The decades-old trope of our Christmas being too commercial has become a pointless cliché, met with total indifference today.

The time when our parents were getting oranges, handkerchiefs and stockings for Christmas was long ago, having ended in my childhood with children’s spending obligations via “Christmas Clubs,” bank accounts that effectively extorted money from kids with no interest rate.

At age 10, I dutifully complied, trying to bank my dollar every week. And winding up at year-end with an account bulging with US$6. For me, unwieldy Christmas commercialization began at that point. Decades later, it became apparent that Christmas wasn’t really commercial enough.
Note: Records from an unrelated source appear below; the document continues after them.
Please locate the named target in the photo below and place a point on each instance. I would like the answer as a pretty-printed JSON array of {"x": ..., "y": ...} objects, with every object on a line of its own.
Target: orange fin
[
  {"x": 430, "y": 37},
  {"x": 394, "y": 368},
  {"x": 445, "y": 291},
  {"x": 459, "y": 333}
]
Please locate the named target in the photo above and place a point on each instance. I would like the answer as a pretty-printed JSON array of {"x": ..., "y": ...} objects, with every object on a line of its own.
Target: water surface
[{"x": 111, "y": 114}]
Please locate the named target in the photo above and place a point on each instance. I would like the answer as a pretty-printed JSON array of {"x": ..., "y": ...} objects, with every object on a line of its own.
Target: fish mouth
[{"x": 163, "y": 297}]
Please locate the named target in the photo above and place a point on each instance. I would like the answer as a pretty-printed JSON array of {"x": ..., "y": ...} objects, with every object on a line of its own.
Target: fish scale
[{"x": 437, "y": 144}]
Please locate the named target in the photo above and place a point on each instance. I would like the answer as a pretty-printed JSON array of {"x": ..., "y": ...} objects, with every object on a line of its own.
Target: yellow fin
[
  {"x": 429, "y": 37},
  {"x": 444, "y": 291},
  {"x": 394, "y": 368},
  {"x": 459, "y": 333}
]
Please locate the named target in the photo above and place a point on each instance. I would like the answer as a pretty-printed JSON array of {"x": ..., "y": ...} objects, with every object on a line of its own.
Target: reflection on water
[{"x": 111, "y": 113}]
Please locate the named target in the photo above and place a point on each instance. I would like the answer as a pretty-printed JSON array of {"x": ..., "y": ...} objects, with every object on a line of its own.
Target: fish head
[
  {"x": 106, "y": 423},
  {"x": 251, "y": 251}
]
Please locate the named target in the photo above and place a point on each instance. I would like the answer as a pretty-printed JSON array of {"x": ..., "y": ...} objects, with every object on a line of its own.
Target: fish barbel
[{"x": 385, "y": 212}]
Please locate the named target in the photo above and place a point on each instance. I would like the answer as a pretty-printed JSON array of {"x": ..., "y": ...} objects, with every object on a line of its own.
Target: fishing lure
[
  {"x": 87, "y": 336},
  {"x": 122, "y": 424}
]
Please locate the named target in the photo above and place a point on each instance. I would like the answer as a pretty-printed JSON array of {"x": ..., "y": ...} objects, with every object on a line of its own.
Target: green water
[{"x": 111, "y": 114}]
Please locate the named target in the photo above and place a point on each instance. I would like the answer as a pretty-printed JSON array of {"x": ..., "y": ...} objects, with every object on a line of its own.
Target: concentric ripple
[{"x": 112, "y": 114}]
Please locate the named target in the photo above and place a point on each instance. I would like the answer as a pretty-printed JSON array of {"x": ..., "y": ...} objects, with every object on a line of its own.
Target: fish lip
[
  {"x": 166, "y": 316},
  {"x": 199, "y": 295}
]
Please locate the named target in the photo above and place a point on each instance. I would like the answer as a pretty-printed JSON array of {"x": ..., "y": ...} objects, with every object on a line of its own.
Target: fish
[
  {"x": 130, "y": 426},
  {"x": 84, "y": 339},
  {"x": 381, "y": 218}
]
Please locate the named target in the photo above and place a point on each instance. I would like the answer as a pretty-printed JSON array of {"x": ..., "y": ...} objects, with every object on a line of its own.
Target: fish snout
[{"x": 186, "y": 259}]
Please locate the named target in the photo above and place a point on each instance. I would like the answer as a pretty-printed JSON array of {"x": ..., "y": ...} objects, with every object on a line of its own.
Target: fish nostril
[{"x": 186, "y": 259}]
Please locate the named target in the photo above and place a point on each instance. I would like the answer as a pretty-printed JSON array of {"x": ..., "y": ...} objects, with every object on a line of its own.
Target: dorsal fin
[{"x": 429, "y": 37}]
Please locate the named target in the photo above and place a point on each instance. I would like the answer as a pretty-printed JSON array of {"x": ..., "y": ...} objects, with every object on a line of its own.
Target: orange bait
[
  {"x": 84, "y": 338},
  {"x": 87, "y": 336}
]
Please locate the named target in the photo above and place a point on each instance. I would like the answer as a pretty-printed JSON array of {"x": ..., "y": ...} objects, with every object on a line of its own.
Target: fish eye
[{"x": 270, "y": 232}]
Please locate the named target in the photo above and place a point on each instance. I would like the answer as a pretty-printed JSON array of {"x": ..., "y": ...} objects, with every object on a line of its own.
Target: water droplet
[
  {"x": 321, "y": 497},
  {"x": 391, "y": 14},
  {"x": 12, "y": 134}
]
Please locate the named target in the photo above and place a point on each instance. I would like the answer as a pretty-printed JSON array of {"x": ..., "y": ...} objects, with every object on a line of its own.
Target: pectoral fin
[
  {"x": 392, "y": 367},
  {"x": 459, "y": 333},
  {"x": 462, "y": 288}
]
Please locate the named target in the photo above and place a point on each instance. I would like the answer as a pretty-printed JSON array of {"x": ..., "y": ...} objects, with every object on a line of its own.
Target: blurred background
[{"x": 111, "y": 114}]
Ironically, capping a miserable year like 2020, our sacramental capitalism is on respirators. And we actually do need speed-dial spending and exorbitant consumerism, which would also force others to spend and borrow, and put the real meaning of  “Holy Jesus” back in the expression, “Holy Jesus, I’m freakin’ broke!”

After all, gift giving to every living creature we know (including a muzzle for the chihuahua) is what Jesus would have done.  Be bread-and-fishes old-fashioned. Empty wallets, fill up credit limits and pawn karaoke machines. By all accounts, close to 60 percent of all retail sales each year take place around the Christmas holidays. The rest of the year it appears we mostly shoplift.